How to maintain a healthy level of insanity in retirement
- Gbfsl
- 05-13-2015, 07:04 AM
1.
At lunch time, sit in your parked car with sunglasses on and point a Hair Dryer at passing cars, and watch 'em slow down!
2.
On all your cheque stubs, write 'For Marijuana'!
3.
Skip down the street rather than walk and see how many looks you get.
4.
Order a Diet Water whenever you go out to eat, with a serious face.
5.
Sing along at The Opera.
6.
When the money comes out of the ATM, scream 'I Won! I Won!'
7.
When leaving the Zoo, start running towards the Car Park, yelling, 'Run For Your Lives! They're Loose!'
8.
Tell your children over dinner: 'Due to the economy, we are going to have to let one of you go....
9.
PICK UP A BOX OF CONDOMS AT THE PHARMACY, GO TO THE COUNTER AND ASK WHERE THE FITTING ROOM IS.
10.
Go to a large Department store’s fitting room, drop your drawers to your ankles
and yell out: “THERE IS NO PAPER IN HERE”!
And a few more ways when you're NOT in retirement yet.
11. Page yourself over the intercom.
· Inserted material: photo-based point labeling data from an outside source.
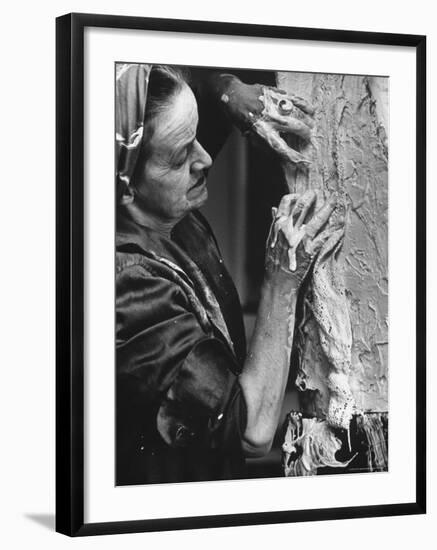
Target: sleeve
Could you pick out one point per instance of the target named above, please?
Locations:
(165, 356)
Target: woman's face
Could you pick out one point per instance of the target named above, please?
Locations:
(172, 181)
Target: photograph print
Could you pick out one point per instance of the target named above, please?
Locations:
(251, 274)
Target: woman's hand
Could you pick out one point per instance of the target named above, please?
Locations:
(266, 113)
(296, 236)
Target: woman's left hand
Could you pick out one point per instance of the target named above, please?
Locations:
(267, 112)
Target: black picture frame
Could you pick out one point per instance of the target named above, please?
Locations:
(70, 488)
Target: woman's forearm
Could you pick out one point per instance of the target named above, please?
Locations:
(266, 368)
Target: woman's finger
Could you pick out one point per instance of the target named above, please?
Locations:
(303, 205)
(321, 217)
(314, 246)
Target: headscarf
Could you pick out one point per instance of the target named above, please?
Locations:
(131, 85)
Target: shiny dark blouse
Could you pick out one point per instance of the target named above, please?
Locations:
(180, 347)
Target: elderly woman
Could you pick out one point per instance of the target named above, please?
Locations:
(191, 405)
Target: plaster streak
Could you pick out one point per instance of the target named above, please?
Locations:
(309, 444)
(343, 355)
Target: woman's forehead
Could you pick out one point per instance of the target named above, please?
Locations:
(178, 122)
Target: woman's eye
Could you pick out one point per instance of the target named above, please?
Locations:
(184, 156)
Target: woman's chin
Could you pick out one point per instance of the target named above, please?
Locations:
(198, 195)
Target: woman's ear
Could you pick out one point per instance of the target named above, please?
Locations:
(127, 195)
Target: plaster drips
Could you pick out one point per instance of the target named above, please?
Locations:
(342, 331)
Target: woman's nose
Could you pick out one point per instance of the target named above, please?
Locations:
(202, 161)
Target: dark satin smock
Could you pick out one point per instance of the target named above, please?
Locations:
(180, 346)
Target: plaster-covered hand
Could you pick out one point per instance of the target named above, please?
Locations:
(297, 234)
(267, 112)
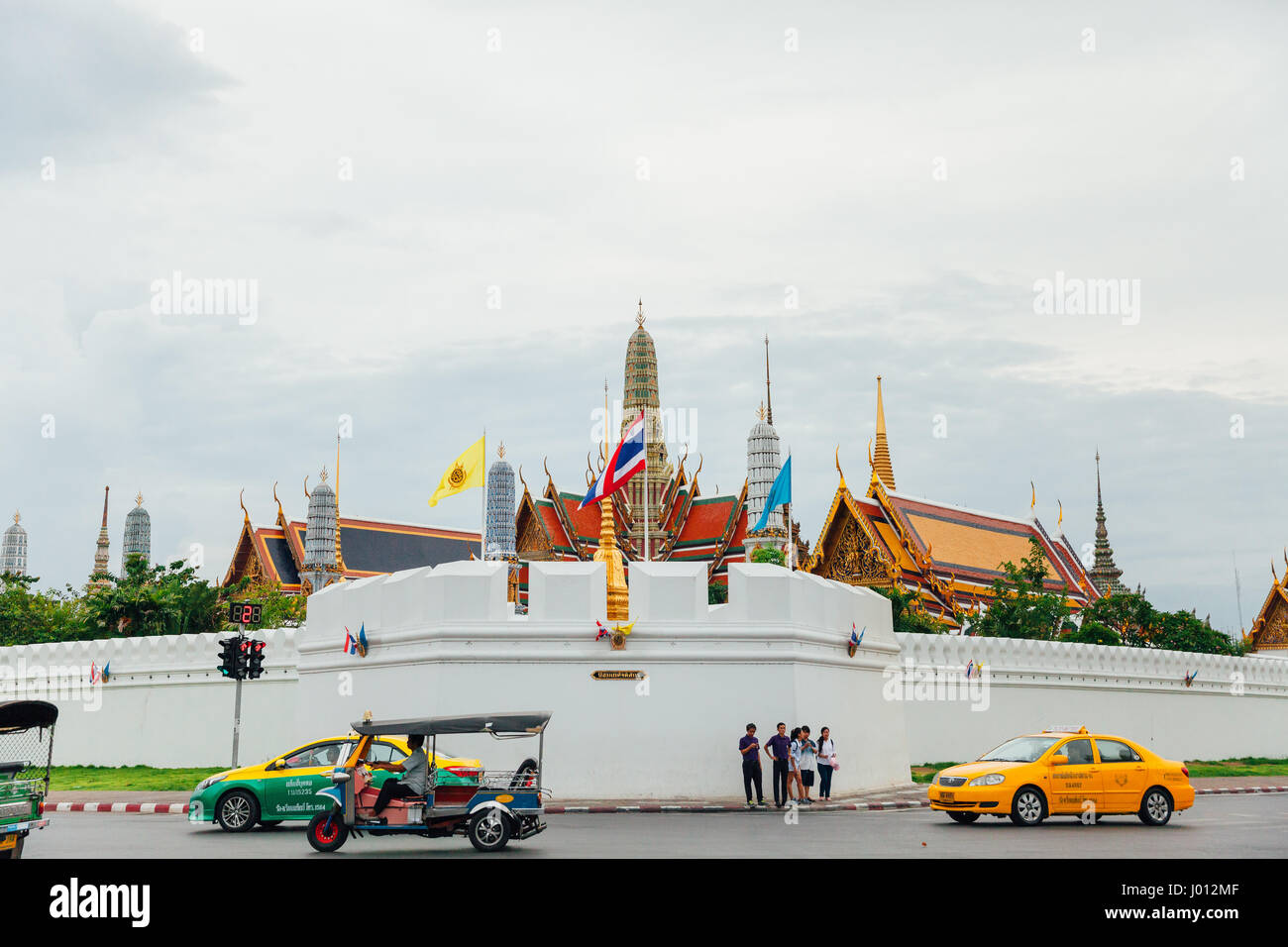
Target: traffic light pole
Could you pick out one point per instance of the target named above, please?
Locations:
(241, 637)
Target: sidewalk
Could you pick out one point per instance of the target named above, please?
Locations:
(909, 796)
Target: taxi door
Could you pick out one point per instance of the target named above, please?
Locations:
(1124, 774)
(1077, 781)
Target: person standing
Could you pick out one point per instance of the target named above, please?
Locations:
(806, 763)
(795, 779)
(825, 763)
(780, 750)
(748, 749)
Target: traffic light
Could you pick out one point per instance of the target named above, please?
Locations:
(254, 659)
(232, 660)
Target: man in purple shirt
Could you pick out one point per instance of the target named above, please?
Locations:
(780, 750)
(750, 750)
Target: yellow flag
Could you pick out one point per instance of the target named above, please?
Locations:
(463, 474)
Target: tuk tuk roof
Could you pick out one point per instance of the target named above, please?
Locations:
(531, 723)
(21, 715)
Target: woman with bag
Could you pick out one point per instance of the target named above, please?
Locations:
(827, 763)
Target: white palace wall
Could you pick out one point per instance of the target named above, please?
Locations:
(443, 641)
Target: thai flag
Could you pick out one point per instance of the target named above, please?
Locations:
(626, 462)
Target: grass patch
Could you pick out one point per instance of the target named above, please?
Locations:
(128, 779)
(926, 771)
(1244, 766)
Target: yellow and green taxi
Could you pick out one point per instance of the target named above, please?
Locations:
(1064, 772)
(284, 788)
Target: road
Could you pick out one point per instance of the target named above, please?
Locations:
(1244, 826)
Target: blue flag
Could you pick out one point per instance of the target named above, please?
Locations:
(778, 493)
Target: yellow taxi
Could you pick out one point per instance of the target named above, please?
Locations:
(1064, 772)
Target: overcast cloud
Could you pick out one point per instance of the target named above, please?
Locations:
(906, 175)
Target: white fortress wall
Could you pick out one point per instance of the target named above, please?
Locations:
(776, 652)
(1235, 706)
(165, 702)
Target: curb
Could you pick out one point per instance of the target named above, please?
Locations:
(181, 808)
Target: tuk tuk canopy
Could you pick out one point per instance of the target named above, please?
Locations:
(531, 723)
(22, 715)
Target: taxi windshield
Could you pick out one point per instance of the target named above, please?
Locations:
(1019, 750)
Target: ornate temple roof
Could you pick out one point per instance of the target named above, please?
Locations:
(372, 548)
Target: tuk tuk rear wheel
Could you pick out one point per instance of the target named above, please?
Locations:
(323, 836)
(489, 830)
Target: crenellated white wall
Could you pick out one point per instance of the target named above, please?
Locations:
(165, 702)
(777, 651)
(443, 641)
(1236, 706)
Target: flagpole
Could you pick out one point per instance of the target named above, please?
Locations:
(645, 484)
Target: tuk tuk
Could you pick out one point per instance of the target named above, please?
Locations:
(26, 750)
(503, 804)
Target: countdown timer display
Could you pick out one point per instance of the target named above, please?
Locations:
(245, 612)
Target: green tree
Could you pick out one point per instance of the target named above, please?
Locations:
(279, 608)
(907, 613)
(31, 617)
(153, 600)
(1022, 607)
(772, 554)
(717, 592)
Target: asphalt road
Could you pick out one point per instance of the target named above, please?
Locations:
(1241, 826)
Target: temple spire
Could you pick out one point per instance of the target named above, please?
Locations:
(99, 579)
(1104, 574)
(769, 401)
(881, 467)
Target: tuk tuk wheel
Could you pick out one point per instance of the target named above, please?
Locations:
(489, 830)
(327, 831)
(237, 812)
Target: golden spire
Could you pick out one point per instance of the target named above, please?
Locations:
(881, 467)
(608, 553)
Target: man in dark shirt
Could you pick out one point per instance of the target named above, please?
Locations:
(780, 750)
(750, 750)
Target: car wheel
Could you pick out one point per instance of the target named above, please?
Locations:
(327, 831)
(1155, 808)
(489, 830)
(1028, 808)
(237, 812)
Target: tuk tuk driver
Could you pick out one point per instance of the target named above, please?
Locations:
(413, 771)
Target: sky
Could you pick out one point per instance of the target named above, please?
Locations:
(441, 219)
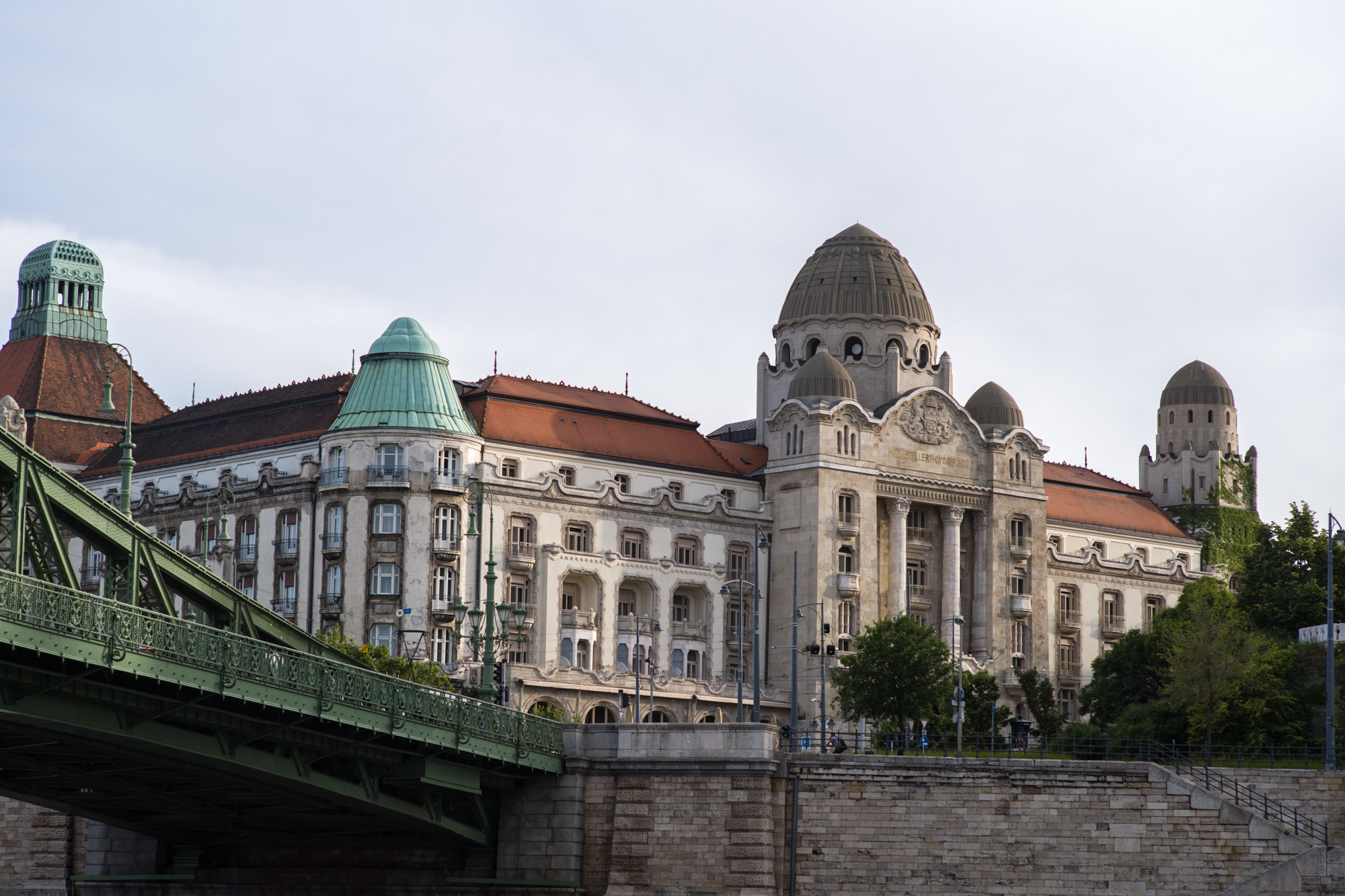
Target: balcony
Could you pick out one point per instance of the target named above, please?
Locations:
(688, 628)
(453, 481)
(92, 576)
(287, 551)
(338, 477)
(1071, 620)
(245, 555)
(389, 477)
(848, 526)
(583, 619)
(848, 585)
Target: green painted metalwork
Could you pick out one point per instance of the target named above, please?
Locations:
(404, 384)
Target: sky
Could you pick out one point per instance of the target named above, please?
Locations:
(1093, 194)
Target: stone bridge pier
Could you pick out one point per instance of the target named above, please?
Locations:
(711, 810)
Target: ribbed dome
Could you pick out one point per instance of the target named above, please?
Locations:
(857, 272)
(822, 377)
(993, 407)
(1198, 384)
(404, 384)
(406, 334)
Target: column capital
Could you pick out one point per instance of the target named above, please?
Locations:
(898, 506)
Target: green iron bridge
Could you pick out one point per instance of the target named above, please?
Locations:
(240, 728)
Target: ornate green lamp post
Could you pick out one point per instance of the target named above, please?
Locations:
(110, 361)
(485, 643)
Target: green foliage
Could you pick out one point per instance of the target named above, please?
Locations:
(899, 670)
(1040, 696)
(381, 661)
(1130, 673)
(1211, 651)
(1284, 587)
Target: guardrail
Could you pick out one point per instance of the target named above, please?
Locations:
(123, 628)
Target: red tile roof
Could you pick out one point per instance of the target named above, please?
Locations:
(1086, 497)
(562, 396)
(595, 423)
(276, 416)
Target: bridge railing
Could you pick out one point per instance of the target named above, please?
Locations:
(122, 628)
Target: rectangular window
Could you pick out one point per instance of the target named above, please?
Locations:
(576, 538)
(384, 635)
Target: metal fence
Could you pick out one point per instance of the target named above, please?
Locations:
(123, 628)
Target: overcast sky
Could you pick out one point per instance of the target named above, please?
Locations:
(1091, 194)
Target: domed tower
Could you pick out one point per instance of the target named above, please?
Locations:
(1196, 446)
(857, 298)
(60, 294)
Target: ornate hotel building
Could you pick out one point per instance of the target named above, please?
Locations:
(623, 533)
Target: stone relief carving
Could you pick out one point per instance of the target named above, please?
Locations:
(929, 420)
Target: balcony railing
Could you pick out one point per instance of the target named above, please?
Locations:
(379, 475)
(336, 477)
(450, 479)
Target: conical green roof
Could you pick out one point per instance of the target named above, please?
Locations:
(404, 384)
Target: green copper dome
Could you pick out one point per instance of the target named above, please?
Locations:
(404, 384)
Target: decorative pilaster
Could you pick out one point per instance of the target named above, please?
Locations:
(952, 603)
(898, 510)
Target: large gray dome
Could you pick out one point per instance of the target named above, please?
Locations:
(857, 272)
(1198, 384)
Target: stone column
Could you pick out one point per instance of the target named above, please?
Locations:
(952, 604)
(898, 510)
(981, 598)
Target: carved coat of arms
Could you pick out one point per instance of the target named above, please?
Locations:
(927, 420)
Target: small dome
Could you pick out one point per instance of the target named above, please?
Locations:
(822, 377)
(857, 272)
(993, 407)
(406, 335)
(1198, 384)
(61, 259)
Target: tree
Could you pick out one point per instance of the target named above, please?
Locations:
(380, 659)
(898, 669)
(1130, 673)
(1040, 696)
(1211, 651)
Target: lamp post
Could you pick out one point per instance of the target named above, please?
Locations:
(960, 698)
(485, 645)
(110, 361)
(654, 627)
(1331, 639)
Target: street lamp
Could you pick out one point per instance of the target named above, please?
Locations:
(1331, 639)
(960, 700)
(654, 627)
(110, 361)
(486, 643)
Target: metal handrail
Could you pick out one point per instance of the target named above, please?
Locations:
(123, 627)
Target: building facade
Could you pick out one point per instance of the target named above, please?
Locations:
(622, 538)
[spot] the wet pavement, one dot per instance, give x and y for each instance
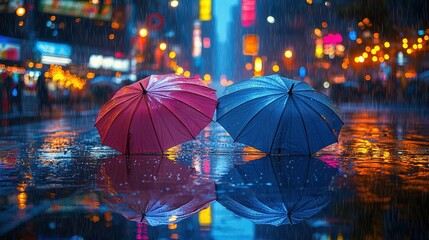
(58, 182)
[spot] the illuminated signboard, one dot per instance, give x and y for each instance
(248, 13)
(78, 9)
(54, 49)
(109, 63)
(196, 40)
(251, 44)
(205, 10)
(10, 49)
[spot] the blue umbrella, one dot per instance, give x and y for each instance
(277, 190)
(279, 115)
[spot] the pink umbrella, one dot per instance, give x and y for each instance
(156, 113)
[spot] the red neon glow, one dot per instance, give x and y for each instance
(248, 12)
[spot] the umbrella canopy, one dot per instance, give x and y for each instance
(153, 189)
(279, 115)
(156, 113)
(277, 190)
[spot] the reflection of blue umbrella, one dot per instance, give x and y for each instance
(279, 115)
(277, 190)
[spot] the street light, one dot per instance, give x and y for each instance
(20, 11)
(288, 53)
(163, 46)
(143, 32)
(174, 3)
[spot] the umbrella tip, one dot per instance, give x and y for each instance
(144, 90)
(290, 89)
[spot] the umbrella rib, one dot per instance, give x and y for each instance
(303, 123)
(157, 92)
(179, 100)
(111, 109)
(332, 108)
(153, 124)
(175, 116)
(115, 106)
(250, 120)
(324, 120)
(185, 83)
(241, 104)
(277, 128)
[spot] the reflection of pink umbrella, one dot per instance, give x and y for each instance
(153, 189)
(156, 113)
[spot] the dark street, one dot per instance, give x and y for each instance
(373, 183)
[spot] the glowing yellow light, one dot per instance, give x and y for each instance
(205, 217)
(386, 44)
(172, 54)
(317, 32)
(172, 218)
(258, 64)
(143, 32)
(163, 46)
(115, 25)
(179, 70)
(275, 68)
(174, 3)
(248, 66)
(319, 52)
(20, 11)
(22, 200)
(288, 54)
(90, 75)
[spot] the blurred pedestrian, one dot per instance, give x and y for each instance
(43, 94)
(19, 91)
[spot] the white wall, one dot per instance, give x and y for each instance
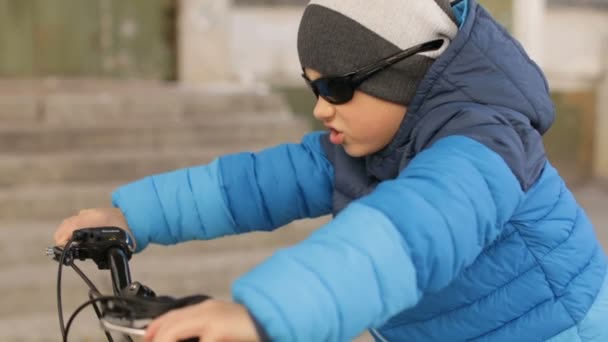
(263, 43)
(575, 47)
(575, 57)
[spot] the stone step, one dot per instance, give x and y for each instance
(238, 132)
(52, 202)
(89, 104)
(84, 167)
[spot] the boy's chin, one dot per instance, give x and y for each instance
(357, 151)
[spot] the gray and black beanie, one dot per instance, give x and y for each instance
(339, 36)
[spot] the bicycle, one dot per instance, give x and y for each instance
(133, 305)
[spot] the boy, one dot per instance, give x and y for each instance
(449, 225)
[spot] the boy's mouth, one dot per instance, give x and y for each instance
(335, 137)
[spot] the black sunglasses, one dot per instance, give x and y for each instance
(339, 89)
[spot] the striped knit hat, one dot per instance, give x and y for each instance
(339, 36)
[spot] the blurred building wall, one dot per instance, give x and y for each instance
(256, 43)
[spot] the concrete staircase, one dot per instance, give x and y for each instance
(65, 146)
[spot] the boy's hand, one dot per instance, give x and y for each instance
(210, 321)
(91, 218)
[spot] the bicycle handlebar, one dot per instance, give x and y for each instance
(133, 305)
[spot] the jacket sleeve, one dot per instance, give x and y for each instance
(233, 194)
(380, 254)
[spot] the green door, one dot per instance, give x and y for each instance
(87, 38)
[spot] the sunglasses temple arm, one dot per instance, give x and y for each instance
(368, 71)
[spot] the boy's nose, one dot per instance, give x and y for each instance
(323, 110)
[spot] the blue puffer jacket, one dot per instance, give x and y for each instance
(458, 230)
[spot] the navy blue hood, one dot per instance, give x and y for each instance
(484, 86)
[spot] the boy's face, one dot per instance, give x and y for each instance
(364, 125)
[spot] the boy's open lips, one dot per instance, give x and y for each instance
(335, 137)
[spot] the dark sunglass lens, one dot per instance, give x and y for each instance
(337, 90)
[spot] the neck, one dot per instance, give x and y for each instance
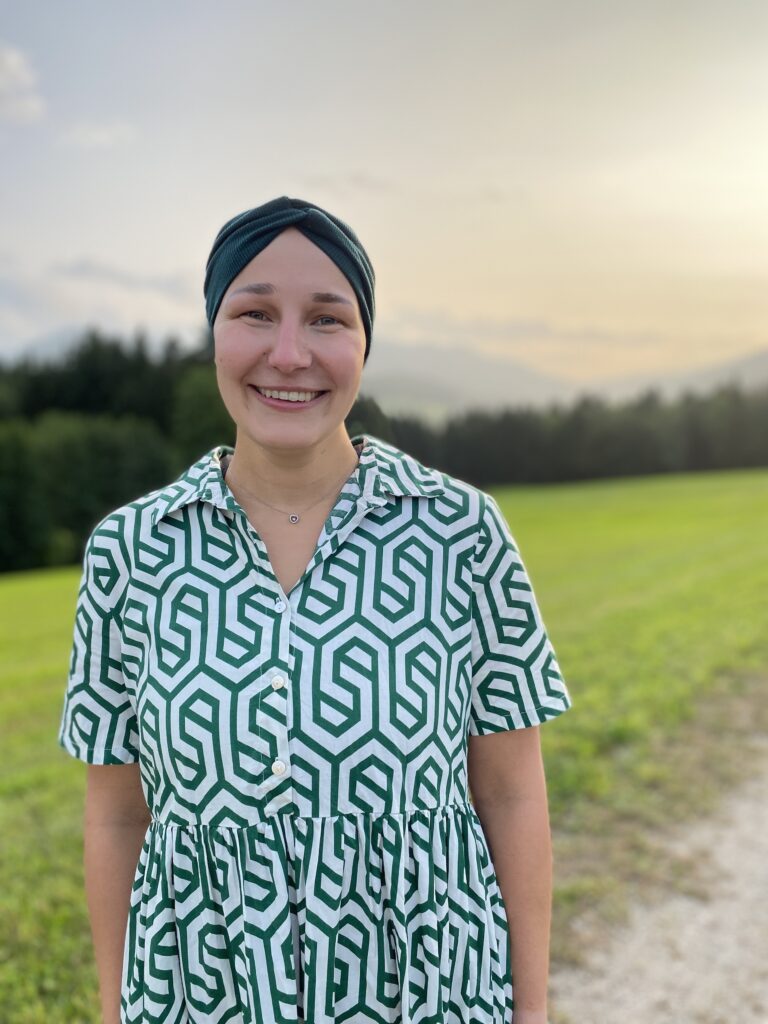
(291, 480)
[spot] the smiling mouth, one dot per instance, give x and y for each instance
(292, 396)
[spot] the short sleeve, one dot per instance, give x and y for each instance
(98, 721)
(516, 680)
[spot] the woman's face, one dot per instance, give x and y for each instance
(300, 330)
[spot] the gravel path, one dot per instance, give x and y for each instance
(684, 960)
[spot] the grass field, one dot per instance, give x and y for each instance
(653, 592)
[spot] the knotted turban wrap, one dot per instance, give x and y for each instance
(245, 236)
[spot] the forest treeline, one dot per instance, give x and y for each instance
(107, 423)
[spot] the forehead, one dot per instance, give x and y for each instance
(293, 259)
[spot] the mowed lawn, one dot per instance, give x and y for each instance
(652, 590)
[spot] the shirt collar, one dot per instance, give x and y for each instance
(382, 470)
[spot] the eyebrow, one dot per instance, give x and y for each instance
(263, 288)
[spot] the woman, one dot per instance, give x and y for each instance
(283, 666)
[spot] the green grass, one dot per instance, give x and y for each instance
(653, 592)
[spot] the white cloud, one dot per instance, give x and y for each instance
(19, 99)
(91, 135)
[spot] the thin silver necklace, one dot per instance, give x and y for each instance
(294, 516)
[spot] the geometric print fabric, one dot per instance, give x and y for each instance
(312, 853)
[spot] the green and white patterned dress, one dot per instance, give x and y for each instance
(313, 853)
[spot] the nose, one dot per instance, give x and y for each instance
(289, 349)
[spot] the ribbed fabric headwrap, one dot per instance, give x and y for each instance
(245, 236)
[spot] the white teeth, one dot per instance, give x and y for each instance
(289, 395)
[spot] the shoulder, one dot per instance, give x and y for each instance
(452, 499)
(120, 530)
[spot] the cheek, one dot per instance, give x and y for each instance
(233, 351)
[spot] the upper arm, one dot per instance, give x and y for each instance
(516, 679)
(98, 720)
(506, 766)
(114, 796)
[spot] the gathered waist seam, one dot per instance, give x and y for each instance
(457, 805)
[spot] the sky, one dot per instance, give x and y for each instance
(579, 186)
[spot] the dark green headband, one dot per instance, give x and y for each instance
(245, 236)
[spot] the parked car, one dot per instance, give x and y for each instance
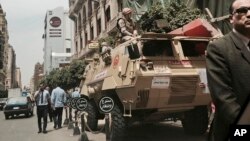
(2, 102)
(17, 106)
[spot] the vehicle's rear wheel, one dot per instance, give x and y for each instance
(92, 118)
(117, 126)
(27, 114)
(196, 121)
(6, 116)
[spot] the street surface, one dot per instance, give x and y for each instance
(25, 129)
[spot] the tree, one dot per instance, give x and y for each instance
(67, 77)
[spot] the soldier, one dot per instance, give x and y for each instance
(105, 47)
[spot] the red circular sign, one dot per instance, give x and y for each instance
(55, 22)
(115, 61)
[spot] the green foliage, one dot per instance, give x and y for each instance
(175, 15)
(3, 93)
(67, 77)
(109, 39)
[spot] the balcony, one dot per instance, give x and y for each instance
(111, 25)
(73, 9)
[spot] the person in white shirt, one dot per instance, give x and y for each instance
(58, 101)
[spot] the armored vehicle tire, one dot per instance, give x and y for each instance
(196, 121)
(117, 126)
(92, 118)
(6, 116)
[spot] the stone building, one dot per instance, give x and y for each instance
(4, 37)
(93, 19)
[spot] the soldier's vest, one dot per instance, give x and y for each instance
(130, 26)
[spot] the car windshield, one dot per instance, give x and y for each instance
(17, 100)
(3, 99)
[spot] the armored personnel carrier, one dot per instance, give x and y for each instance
(161, 77)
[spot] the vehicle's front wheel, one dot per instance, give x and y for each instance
(27, 114)
(117, 127)
(196, 121)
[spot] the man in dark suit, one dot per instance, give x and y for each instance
(42, 99)
(228, 71)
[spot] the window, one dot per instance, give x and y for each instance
(91, 33)
(99, 29)
(68, 50)
(107, 14)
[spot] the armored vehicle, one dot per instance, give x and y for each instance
(160, 77)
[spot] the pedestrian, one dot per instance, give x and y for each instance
(76, 94)
(50, 109)
(228, 67)
(42, 99)
(58, 101)
(126, 25)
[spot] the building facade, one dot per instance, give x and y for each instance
(57, 39)
(18, 78)
(10, 81)
(4, 45)
(93, 19)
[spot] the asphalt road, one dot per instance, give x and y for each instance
(25, 129)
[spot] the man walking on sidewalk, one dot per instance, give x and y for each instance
(42, 99)
(58, 99)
Don't disguise your voice.
12. Every time someone asks you to do something, ask if they want fries with that.
13. Put your garbage can on your desk and label it "in".
14. Put decaf in the coffee maker for 3 weeks. Once everyone has gotten over their caffeine addictions, switch to espresso.
15. In the memo field of all your checks, write "for sexual favors".
16. Finish all your sentences with "in accordance with the prophecy".
17. Dont use any punctuation marks
18. Ask people what sex they are. Laugh hysterically after they answer.
19. Specify that your drive-through order is "to go".
20. Go to a poetry recital and ask why the poems don't rhyme.
21. Put mosquito netting around your work area. Play a tape of jungle sounds all day.
22. Five days in advance, tell your friends you can't attend their party because you're not in the mood.
23. Have your coworkers address you by your wrestling name, Rock Hard Kim.
24. Dress up like a pilot, go to the airport lounge and get drunk like hell.